With Wilson on second, Jason Bay hit a deep fly ball to straightaway center, one that was considered by Garner as catchable until it bounced off Chris Burke's glove. The run-scoring play was ruled a double. Garner begs to differ.
"Burke should have caught that ball in center field," Garner said. "No way that should have been ruled a hit. It's a play that needs to be caught. It's a play he can make. We gave them a run right there."
Williams yielded a solo homer to Ronny Paulino in the second and an RBI single to Bay in the third, but Williams did not allow a baserunner in three of his final four frames.

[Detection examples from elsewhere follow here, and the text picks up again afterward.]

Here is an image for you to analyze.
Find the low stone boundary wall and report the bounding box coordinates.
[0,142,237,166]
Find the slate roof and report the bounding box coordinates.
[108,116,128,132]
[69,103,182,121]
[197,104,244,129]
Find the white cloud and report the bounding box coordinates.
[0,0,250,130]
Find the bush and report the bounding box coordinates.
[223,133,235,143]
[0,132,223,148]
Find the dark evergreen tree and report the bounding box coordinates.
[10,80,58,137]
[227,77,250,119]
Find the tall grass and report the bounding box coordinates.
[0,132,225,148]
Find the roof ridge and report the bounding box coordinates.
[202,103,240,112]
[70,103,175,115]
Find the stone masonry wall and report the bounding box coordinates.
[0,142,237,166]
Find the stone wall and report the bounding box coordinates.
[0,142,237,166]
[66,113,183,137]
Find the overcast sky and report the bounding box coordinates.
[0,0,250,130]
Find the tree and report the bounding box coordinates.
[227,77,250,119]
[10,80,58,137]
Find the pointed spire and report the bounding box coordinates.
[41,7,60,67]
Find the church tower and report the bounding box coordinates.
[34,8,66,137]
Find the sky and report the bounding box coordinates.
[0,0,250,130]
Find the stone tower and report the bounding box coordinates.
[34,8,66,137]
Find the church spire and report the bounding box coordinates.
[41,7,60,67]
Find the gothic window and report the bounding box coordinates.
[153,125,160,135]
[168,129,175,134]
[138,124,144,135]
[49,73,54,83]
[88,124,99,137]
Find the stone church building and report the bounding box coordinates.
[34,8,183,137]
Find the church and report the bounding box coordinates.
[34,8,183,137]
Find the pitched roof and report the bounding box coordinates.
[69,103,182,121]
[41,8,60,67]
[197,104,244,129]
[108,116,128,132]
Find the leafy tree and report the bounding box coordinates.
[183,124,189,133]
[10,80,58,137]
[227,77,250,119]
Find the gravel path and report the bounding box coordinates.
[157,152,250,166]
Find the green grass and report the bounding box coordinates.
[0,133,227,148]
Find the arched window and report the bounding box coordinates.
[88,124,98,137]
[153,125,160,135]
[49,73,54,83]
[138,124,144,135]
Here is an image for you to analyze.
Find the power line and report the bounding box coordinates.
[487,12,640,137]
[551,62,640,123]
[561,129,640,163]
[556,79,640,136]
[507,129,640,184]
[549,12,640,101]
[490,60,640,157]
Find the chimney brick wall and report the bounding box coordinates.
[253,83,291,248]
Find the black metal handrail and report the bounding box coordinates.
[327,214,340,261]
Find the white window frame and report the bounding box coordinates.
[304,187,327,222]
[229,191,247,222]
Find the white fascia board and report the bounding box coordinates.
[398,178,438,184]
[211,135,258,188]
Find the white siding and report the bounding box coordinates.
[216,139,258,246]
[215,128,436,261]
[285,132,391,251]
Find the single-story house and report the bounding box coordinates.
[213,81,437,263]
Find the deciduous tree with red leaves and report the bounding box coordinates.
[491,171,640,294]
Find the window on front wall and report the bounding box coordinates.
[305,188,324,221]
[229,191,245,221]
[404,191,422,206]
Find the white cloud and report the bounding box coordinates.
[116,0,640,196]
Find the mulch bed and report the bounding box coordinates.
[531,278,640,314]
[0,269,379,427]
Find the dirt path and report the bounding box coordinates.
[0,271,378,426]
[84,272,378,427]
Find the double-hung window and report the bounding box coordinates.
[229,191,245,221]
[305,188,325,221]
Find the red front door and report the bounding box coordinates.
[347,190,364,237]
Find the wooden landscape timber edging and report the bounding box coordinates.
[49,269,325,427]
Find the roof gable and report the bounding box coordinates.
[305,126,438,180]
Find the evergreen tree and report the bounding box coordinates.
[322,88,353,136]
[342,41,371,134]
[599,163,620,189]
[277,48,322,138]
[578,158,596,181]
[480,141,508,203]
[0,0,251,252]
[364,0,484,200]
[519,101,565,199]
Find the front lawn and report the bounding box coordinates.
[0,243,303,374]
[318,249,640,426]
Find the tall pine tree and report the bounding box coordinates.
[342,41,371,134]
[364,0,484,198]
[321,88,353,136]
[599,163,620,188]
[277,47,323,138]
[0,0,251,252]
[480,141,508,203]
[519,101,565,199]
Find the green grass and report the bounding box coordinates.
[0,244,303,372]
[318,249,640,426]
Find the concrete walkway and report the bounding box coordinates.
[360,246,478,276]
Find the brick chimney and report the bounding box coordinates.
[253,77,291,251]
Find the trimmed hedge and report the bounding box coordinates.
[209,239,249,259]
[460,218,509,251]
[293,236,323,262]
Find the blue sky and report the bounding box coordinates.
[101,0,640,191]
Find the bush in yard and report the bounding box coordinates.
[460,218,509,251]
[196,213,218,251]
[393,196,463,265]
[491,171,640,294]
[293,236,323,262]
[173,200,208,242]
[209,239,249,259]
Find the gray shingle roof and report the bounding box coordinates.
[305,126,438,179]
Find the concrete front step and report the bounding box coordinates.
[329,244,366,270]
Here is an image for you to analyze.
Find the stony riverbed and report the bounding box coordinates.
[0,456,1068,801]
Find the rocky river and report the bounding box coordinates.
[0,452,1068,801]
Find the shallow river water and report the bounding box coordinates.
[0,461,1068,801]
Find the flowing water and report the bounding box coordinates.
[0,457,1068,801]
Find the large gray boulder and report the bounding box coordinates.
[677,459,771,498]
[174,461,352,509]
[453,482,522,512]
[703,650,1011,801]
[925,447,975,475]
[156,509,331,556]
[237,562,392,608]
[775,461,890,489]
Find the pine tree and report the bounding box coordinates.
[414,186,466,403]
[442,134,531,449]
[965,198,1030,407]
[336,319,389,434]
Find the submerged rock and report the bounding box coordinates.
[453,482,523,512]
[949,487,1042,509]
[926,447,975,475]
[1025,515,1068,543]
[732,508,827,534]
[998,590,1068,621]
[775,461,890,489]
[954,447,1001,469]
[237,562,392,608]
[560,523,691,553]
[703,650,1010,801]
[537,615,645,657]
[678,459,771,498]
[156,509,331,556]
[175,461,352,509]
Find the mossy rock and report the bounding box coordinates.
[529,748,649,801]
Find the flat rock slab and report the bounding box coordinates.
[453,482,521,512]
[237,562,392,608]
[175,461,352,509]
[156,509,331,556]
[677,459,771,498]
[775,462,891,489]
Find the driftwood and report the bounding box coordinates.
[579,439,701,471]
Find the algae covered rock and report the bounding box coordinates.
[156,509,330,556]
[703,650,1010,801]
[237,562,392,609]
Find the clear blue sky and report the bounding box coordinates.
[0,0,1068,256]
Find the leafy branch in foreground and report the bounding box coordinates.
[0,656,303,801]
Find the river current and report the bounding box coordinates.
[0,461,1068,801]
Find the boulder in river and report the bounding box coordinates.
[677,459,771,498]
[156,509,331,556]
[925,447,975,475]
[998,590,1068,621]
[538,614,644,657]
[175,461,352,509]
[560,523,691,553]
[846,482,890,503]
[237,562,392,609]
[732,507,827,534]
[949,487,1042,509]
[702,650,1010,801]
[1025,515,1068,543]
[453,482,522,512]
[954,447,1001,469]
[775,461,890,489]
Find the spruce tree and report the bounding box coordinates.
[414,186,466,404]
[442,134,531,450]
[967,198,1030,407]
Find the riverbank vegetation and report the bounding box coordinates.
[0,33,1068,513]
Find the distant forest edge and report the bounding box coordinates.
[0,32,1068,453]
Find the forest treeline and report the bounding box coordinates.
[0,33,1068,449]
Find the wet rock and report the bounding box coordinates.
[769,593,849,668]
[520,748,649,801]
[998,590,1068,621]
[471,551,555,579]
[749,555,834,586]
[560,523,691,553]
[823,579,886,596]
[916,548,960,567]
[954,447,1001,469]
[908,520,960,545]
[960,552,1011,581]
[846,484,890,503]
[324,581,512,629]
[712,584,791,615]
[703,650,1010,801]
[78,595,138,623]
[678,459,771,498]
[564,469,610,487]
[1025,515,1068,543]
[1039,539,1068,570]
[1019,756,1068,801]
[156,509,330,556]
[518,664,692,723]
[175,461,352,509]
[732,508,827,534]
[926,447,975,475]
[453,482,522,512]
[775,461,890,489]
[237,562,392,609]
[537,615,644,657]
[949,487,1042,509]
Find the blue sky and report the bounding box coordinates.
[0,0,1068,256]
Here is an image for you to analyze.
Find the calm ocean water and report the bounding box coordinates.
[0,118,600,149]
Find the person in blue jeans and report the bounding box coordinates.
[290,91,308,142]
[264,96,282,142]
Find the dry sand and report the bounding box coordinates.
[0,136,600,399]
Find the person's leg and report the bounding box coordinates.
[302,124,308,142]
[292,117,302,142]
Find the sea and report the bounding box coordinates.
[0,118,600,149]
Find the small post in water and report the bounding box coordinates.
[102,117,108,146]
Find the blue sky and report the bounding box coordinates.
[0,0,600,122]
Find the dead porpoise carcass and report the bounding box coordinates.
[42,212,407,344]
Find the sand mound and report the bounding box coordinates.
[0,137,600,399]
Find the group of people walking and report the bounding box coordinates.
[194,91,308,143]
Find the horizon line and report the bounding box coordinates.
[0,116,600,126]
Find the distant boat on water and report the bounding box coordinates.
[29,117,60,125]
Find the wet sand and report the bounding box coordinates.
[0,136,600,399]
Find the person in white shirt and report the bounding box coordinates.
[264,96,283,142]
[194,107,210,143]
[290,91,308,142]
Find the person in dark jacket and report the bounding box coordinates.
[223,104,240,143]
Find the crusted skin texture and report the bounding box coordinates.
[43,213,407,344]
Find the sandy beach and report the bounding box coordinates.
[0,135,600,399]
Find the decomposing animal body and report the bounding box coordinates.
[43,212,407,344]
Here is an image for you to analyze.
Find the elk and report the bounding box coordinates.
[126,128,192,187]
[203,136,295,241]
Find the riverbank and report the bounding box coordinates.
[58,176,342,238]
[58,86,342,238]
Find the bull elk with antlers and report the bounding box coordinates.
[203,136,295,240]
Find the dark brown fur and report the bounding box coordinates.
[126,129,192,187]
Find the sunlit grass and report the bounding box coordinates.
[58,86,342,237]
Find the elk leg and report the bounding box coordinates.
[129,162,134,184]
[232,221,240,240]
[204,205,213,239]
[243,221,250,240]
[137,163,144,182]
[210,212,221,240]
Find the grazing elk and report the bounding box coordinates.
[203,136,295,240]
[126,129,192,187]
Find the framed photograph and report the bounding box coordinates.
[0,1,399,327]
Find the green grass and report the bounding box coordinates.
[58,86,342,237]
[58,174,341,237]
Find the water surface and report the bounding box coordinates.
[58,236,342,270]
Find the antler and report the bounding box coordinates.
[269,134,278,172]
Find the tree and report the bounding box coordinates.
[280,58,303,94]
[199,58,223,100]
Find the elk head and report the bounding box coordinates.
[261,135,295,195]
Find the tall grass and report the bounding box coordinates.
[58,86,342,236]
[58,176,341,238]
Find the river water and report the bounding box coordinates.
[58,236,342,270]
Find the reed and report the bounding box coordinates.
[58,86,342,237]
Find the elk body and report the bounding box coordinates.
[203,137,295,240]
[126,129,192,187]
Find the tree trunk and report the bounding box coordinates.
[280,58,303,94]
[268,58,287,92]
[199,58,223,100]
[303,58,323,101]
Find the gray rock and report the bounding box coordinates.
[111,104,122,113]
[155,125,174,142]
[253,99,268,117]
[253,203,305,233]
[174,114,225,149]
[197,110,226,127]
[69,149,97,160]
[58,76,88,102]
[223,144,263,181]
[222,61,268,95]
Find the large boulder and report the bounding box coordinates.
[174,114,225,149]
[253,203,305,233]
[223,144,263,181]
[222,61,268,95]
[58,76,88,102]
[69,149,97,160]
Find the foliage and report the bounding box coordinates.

"Believe it or not, I felt like I was in a rhythm the whole game," Williams said. "The first run was kind of fluke deal. The home run was a chest-high pitch and he did a good job getting on top of it.
"Jack Wilson led off the inning with a double that was a pretty good pitch, one I wanted to throw. Not a whole lot you can do in those situations. I felt like with a little change of luck it could have been 0-0 after seven."
Said Garner: "I thought Woody did a nice job tonight. He mixed his pitches well and did a nice job. He should have given up only two runs. We gave them a run and we should make those plays, too. Nice rhythm, worked fast. It's the old adage -- work fast, throw strikes, change speeds."
The Astros did their best to make sure this was a quick one. They didn't have a runner in scoring position throughout the entire one-hour, 57-minute affair.
Biggio's first hit was negated when he was erased on a double play, and his second hit in the fourth went for naught when he was stranded in between first and second on a botched hit-and-run play after Burke swung and missed.
"Nine times out of 10, when you don't put it in play, that guy's out," Biggio said. "That's the way it goes. We tried to make something happen, it just didn't work out."
The Astros were hoping to gain some ground during their extended four-city, nine-game road trip, but after Tuesday's loss, they're 3-4 with two games left before heading home. They'd prefer not to leave the Steel City in an 0-6 hole versus the Bucs to start the season.
"You've got to forget about it," Biggio said. "Obviously, the three games at home [versus Pittsburgh] we didn't play very well, at all. Today, we just didn't hit. We didn't make any plays when we needed to. We just need to play a little bit better the last two games we've got here."